Mehrere Frauen nahmen am Geschlechtsverkehr teil

Und weiter: “Einer besonderen Würdigung hätte ferner der Umstand bedurft, daß es der Zeugin H., wie das LG festgestellt hat, gar nicht unangenehm war, daß sich später gleichzeitig mit ihr noch andere Frauen an den ‘Behandlungen’ beteiligten, weil sie danach nicht mehr alles allein zu dulden ‘und die Verantwortung nicht mehr allein zu tragen brauchte’. Das LG hätte näher darlegen müssen, welche Verantwortung hierbei gemeint war.
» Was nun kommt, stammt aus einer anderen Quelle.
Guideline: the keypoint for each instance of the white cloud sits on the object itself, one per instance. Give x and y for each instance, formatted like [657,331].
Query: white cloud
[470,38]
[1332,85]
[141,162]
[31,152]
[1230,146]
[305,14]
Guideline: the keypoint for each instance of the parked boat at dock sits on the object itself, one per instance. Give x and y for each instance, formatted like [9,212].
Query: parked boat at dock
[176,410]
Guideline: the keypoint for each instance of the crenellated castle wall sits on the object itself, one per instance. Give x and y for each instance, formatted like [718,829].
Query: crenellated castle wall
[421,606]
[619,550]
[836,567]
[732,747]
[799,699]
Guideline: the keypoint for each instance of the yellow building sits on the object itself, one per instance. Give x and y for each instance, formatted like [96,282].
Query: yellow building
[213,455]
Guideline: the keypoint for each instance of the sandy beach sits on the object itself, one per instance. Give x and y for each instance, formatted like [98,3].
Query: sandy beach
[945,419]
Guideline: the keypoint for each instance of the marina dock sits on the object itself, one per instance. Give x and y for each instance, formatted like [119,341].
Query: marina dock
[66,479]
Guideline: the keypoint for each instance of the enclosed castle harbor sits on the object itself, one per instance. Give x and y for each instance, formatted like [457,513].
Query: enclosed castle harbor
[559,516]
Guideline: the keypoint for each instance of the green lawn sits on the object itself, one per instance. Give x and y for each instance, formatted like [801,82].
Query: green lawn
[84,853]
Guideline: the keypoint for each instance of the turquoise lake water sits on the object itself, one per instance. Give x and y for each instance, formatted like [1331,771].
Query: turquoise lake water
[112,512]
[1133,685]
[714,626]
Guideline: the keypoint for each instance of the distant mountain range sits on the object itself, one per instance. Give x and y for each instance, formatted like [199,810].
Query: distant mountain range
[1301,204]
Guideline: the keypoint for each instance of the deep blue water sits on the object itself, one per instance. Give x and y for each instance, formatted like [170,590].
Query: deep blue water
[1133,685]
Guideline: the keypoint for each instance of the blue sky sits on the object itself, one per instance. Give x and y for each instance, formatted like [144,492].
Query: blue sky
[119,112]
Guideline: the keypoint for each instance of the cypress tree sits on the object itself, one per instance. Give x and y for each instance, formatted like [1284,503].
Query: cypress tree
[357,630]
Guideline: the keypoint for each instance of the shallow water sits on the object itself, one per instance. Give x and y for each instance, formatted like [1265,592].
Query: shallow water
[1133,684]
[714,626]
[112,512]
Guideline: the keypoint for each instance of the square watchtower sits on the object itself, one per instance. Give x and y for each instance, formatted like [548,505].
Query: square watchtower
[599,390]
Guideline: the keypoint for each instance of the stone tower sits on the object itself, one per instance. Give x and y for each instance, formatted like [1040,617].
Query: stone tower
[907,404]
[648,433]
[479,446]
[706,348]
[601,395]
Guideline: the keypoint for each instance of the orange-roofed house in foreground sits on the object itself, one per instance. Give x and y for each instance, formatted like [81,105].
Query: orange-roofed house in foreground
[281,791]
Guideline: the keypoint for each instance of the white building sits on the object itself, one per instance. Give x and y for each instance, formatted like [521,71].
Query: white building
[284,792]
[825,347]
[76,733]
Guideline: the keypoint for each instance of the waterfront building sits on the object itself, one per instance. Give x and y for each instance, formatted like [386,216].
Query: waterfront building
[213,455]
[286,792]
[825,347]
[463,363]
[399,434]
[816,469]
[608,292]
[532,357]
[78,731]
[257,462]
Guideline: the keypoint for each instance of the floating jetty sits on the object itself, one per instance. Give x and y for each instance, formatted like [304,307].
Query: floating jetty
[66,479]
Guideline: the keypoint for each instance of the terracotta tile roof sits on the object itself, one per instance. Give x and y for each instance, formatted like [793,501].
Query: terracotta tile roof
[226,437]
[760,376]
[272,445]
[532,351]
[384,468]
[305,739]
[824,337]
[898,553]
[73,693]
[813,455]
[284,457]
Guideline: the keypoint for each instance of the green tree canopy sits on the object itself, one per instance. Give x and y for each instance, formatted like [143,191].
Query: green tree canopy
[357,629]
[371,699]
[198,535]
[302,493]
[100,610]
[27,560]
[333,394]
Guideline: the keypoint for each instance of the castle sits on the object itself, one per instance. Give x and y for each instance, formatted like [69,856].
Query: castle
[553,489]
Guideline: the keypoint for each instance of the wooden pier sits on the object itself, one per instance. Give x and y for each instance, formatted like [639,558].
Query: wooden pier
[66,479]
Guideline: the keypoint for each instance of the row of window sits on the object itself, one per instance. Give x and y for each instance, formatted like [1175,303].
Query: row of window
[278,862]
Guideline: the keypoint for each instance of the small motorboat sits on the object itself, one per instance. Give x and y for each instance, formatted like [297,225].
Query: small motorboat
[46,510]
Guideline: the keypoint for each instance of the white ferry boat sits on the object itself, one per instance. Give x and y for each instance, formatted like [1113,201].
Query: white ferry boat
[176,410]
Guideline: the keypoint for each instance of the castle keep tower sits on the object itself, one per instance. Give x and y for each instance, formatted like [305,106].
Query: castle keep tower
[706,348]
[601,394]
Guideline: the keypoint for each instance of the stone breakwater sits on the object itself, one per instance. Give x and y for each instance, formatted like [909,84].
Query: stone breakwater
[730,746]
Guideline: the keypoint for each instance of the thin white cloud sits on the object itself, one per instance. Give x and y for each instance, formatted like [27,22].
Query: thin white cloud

Falls der Zeugin H. etwa, als sie sich mit der Zuziehung weiterer ‘Helferinnen’ einverstanden erklärte, bereits innere Zweifel gekommen sein sollten, ob das, worauf sie sich mit dem Angekl. einließ, sittlich zu rechtfertigen sei, und falls sie die Mitwirkung weiterer Frauen an seinem Treiben daher als eine Beruhigung ihrer Zweifel empfunden haben sollte, so wäre zu erwägen gewesen, ob die Zeugin danach nicht mindestens das Risiko, ihre Einwilligung zu einer unsittlichen Sache zu geben, bewußt einging, und ob nicht dieser Gesichtspunkt der Annahme einer Beleidigung entgegensteht.”

Auf Grund dieser Zweifel könne nicht ausgeschlossen werden, dass die Frau mit den unsittlichen Handlungen einverstanden gewesen sei.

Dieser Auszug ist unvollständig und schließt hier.